The residents of the league's northernmost city were five-time Stanley Cup champions from 1984 to 1990 and have experienced an occasional renaissance since, particularly with an unexpected run to the championship round in 2006 before a seven-game loss to Carolina.
These days, the needle is pointing up again.
Connor McDavid, Leon Draisaitl and Co. placed second in the Pacific Division last season and handled the Los Angeles Kings and Calgary Flames in the initial two rounds of the playoffs before falling in the Western Conference final to eventual champion Colorado.

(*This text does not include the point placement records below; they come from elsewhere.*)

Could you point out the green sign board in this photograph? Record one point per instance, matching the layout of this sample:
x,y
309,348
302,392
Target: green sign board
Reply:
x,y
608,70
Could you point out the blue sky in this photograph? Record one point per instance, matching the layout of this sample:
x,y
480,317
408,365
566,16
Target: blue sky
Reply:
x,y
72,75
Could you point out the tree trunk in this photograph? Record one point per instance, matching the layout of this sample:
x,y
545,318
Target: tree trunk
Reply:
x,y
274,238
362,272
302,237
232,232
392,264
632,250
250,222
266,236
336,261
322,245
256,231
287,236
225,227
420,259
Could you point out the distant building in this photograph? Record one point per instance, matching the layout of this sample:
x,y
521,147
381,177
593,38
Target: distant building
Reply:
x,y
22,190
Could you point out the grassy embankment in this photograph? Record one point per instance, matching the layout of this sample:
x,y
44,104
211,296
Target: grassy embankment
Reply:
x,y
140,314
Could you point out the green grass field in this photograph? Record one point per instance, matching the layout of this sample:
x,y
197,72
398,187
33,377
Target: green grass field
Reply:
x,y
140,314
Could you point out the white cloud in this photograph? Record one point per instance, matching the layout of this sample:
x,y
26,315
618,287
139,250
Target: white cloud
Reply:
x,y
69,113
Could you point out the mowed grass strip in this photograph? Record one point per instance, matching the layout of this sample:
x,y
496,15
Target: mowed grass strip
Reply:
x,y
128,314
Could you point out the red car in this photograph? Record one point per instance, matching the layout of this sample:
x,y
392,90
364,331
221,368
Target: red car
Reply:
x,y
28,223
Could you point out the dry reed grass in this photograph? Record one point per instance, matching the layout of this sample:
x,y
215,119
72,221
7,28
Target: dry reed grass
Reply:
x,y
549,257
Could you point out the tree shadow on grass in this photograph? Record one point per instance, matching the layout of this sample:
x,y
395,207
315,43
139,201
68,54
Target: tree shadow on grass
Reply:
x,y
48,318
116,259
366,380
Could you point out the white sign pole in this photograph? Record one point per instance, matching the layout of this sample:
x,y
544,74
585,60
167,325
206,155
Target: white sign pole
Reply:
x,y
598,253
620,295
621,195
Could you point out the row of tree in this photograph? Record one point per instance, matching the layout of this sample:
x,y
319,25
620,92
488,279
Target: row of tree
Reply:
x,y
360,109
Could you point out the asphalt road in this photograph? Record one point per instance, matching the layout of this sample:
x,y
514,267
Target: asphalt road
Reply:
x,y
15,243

The Oilers were seven points behind the Flames in the Pacific last season, but they appear to have made up ground this offseason. They agreed to an extension with rugged winger Evander Kane and brought goalie Jack Campbell over from Toronto on a five-year deal.
Meanwhile, Calgary saw high-profile stars Johnny Gaudreau and Matthew Tkachuk exit to Columbus and Florida, respectively. But general manager Brad Treliving recovered nicely by getting 115-point scorer Jonathan Huberdeau back from the Panthers and luring Avalanche forward Nazem Kadri with a seven-year, $49 million pact in free agency.
It'll likely come down to the Battle of Alberta rivals atop a divisional race that also includes legitimate contenders in the Vegas Golden Knights, who faltered and missed the postseason last year after hanging two Pacific championship banners in their first four seasons.
The Kings are a rising dark-horse commodity thanks to some high-end talent and an influx of young players. The same goes for the Vancouver Canucks, who—like the Oilers with Jay Woodcroft—were a different team after the in-season hiring of Bruce Boudreau. They should compete for the four playoff spots ahead of also-rans in Anaheim, Seattle and San Jose.
It'll likely be a two-horse race leading the pack to the trade deadline, and it'll be up to Treliving and his Edmonton counterpart, Ken Holland, to find the missing piece to the competitive puzzle and make a run at becoming Canada's first Cup winner since 1993.
Flip a coin, roll some dice and, in case of a tie, give it to the world's best player.